Merck to withdraw dangling accelerated approval for Keytruda in third-line stomach cancer
In a first for the dangling accelerated approvals reviewed by FDA’s oncology adcomm in April, Merck on Thursday afternoon agreed to pull a third-line stomach cancer indication for its blockbuster Keytruda after late-stage confirmatory trials failed to show clinical benefit.
This indication was just one of two (out of six total votes) negative votes from the outside experts at the meeting. ODAC voted 6-2 against keeping Keytruda as a third-line treatment for stomach cancer, and panelists pointed to the changing treatment landscape as earlier in April, another checkpoint inhibitor, Bristol Myers Squibb’s Opdivo, won full approval from the FDA and showed positive overall survival benefit as a first-line treatment for stomach cancer.
Rick Pazdur, FDA’s head of oncology, spoke up at the ODAC meeting on this indication, noting the unintended consequences of keeping Keytruda here as physicians might see checkpoint inhibitors as options in the first or third line, even though positive overall survival results have only been seen in the first line with Opdivo. And as more receive checkpoint inhibitors in the first-line setting, fewer will receive it in the third-line setting, said Steven Lemery, acting director of FDA’s Division of Oncology 3.

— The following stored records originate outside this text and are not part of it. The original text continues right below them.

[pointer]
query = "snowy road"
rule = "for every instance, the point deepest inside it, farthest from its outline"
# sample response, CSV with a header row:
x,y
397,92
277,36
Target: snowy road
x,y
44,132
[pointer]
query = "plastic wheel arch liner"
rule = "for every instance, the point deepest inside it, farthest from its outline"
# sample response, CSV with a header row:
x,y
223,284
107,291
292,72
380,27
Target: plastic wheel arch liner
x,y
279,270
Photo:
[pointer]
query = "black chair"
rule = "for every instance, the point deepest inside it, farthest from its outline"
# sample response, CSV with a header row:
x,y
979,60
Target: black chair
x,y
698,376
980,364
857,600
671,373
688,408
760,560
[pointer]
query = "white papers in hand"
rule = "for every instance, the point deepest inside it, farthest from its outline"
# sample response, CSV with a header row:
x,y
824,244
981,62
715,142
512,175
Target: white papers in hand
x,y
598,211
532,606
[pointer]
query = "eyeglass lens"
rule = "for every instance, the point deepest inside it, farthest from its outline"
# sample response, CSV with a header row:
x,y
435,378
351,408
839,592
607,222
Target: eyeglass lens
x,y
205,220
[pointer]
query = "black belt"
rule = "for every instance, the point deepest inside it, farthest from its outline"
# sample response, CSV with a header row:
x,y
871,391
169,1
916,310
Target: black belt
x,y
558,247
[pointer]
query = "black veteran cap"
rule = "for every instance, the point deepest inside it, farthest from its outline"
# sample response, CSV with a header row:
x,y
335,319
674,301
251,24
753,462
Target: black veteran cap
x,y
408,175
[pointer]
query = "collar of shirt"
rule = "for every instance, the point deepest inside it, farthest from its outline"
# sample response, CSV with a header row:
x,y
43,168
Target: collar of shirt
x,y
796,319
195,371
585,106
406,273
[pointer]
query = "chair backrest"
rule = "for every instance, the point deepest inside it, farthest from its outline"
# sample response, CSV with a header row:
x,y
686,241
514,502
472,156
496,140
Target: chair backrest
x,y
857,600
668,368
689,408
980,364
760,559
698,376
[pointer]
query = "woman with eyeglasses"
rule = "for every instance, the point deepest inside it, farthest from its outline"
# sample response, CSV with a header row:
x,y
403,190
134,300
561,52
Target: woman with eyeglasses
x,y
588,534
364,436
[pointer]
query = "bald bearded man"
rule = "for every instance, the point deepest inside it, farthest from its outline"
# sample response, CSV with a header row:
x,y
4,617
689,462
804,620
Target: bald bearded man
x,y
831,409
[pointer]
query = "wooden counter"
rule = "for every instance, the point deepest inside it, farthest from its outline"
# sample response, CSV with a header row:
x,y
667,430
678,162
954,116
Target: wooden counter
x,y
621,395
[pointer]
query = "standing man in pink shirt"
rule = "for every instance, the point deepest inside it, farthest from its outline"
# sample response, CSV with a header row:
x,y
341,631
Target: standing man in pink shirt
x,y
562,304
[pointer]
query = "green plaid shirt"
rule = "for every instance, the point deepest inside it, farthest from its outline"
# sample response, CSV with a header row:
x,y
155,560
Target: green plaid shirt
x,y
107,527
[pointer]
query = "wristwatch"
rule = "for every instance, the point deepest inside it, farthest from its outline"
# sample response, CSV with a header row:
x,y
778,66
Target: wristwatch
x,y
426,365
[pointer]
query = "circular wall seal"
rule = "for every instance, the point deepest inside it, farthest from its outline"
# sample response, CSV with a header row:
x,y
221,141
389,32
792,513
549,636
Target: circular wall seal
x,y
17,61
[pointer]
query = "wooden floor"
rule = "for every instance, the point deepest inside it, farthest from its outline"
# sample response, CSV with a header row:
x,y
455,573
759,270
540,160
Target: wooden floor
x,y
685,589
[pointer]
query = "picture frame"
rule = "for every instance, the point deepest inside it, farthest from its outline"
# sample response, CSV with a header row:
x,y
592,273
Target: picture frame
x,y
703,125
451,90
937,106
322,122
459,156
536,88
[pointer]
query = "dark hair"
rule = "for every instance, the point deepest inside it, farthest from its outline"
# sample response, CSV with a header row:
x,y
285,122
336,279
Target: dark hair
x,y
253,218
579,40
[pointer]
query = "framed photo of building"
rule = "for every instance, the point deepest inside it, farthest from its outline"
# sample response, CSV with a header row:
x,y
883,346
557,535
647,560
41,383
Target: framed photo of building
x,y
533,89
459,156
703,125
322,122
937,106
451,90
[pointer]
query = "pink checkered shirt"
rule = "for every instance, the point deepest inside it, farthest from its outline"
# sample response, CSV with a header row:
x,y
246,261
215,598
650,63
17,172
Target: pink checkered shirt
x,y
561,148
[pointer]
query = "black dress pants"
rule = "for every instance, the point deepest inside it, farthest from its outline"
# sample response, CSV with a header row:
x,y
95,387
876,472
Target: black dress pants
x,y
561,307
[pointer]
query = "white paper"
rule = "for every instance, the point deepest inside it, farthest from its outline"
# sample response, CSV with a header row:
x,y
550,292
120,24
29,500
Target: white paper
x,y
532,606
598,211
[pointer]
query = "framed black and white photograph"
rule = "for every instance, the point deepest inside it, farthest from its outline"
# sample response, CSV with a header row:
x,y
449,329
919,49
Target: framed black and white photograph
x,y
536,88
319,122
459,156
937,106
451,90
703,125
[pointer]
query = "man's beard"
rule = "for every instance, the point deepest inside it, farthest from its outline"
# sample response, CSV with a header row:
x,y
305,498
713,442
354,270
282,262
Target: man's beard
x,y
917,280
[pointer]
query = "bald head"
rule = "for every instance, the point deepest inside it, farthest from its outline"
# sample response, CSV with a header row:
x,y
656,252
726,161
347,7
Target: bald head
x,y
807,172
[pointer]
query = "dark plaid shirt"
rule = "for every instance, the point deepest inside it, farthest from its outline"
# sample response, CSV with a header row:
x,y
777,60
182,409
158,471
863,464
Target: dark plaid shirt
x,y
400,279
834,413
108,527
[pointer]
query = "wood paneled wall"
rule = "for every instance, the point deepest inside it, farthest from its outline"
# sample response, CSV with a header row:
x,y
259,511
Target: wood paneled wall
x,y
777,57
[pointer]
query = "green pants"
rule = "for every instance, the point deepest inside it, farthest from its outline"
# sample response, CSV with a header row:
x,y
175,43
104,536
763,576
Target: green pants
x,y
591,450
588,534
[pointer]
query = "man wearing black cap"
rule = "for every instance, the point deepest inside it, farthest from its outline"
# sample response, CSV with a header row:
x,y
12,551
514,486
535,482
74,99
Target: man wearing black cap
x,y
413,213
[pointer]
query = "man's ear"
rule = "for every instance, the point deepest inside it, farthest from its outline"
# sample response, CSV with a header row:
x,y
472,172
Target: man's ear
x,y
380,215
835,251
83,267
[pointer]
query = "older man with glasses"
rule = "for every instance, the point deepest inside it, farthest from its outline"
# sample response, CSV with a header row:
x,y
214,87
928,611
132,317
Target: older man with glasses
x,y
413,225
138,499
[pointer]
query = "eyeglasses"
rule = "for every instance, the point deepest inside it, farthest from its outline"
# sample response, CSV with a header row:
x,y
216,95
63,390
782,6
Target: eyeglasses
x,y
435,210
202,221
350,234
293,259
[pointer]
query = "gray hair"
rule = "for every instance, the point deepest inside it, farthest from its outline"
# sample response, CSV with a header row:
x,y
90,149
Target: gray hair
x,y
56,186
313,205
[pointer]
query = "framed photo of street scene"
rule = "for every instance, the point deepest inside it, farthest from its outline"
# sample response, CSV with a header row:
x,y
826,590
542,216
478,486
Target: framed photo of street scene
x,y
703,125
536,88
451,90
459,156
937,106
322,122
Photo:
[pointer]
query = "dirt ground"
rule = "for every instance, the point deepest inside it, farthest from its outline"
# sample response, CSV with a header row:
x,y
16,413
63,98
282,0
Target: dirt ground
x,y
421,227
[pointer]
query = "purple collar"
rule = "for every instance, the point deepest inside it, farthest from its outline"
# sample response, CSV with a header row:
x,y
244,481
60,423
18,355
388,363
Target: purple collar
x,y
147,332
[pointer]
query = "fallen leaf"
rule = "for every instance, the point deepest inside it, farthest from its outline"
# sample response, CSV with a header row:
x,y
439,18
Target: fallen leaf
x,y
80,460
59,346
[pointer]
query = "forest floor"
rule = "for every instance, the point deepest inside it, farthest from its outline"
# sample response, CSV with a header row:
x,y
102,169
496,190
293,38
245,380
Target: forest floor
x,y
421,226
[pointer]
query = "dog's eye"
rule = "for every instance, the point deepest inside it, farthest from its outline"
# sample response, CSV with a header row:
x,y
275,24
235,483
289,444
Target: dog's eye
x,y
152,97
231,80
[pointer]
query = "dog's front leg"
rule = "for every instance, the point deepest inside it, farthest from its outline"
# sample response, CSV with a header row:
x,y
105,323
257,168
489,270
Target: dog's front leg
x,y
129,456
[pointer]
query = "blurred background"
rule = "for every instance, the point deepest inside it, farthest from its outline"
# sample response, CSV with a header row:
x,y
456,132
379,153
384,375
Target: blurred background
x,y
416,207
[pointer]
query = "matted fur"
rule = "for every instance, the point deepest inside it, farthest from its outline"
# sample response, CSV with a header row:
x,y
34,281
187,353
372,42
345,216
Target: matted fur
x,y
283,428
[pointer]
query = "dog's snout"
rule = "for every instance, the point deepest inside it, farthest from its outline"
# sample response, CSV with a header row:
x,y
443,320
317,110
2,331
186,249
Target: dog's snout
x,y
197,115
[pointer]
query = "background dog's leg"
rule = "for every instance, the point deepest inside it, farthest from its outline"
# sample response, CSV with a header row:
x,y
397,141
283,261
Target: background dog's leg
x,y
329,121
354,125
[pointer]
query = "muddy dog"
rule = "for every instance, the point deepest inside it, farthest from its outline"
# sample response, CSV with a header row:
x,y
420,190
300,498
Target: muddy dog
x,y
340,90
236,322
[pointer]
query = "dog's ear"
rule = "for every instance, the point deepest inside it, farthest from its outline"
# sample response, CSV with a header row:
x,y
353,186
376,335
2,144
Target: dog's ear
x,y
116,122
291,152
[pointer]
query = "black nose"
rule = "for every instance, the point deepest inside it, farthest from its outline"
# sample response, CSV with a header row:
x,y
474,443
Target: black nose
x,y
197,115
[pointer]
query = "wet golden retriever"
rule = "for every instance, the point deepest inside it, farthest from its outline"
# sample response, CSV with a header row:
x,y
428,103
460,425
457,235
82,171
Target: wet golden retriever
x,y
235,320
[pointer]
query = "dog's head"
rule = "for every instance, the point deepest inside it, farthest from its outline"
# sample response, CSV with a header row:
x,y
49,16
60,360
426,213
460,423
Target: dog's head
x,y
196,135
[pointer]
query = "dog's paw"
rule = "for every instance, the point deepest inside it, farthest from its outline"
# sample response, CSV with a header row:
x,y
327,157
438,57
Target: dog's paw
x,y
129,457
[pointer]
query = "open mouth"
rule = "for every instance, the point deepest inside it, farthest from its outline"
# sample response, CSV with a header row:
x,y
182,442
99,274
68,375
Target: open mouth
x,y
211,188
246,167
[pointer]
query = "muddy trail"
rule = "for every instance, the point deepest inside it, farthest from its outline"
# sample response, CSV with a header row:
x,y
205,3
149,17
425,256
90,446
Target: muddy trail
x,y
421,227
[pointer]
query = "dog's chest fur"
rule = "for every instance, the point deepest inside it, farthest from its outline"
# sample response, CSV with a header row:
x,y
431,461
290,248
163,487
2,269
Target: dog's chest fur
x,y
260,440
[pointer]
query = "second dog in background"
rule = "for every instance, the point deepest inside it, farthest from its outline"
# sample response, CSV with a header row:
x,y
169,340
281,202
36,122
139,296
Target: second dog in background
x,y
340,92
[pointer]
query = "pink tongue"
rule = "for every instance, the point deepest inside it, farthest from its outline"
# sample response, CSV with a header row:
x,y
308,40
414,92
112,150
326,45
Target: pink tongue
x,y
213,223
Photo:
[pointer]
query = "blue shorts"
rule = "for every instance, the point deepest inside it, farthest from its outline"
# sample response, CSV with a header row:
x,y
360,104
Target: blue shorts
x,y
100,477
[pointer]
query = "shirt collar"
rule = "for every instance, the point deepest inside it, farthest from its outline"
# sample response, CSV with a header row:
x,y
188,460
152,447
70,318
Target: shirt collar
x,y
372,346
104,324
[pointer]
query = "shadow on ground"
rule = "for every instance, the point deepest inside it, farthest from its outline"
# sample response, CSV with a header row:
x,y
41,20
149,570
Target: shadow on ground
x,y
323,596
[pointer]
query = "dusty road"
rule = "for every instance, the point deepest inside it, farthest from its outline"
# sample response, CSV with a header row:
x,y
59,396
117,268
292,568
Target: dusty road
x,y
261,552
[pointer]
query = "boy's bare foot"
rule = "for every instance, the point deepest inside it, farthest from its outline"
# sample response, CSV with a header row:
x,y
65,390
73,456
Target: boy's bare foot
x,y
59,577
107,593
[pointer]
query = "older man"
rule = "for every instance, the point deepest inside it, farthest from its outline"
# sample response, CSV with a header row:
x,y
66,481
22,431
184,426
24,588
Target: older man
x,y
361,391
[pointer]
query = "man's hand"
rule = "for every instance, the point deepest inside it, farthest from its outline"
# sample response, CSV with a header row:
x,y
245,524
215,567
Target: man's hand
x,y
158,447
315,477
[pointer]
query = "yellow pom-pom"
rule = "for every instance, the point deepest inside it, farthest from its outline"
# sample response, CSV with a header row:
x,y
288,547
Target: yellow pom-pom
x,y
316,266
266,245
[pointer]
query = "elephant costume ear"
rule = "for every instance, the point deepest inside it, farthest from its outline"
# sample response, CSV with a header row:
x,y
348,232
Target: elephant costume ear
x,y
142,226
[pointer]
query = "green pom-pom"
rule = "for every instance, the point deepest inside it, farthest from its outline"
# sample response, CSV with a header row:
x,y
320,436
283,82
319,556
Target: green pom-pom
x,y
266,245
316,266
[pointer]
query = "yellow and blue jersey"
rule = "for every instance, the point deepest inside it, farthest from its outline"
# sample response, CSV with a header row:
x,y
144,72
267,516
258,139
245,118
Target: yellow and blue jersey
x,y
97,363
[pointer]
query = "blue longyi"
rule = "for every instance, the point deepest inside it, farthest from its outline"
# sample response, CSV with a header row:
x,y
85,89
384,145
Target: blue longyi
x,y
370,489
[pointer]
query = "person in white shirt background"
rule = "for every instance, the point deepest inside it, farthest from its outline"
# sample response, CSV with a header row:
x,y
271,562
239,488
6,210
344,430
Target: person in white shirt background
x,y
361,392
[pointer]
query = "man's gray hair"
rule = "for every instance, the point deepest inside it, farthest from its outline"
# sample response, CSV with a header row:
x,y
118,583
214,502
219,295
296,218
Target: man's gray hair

This accelerated approval for Keytruda first came in September 2017, but Keytruda still has three other accelerated approval indications in different types of stomach cancer, all of which were approved based on tumor response rate and durability of response.
“While there remains an unmet need for heavily pre-treated patients with advanced gastric cancer, we recognize that the treatment landscape has evolved and we respect the FDA’s efforts to continually evaluate accelerated approvals,” Scot Ebbinghaus, VP of clinical research at Merck Research Laboratories, said in a statement.
Merck’s clinical program in gastric cancer includes three first-line Phase III trials, KEYNOTE-811, KEYNOTE-859 and LEAP-015, as well as KEYNOTE-585 in the neoadjuvant and adjuvant setting.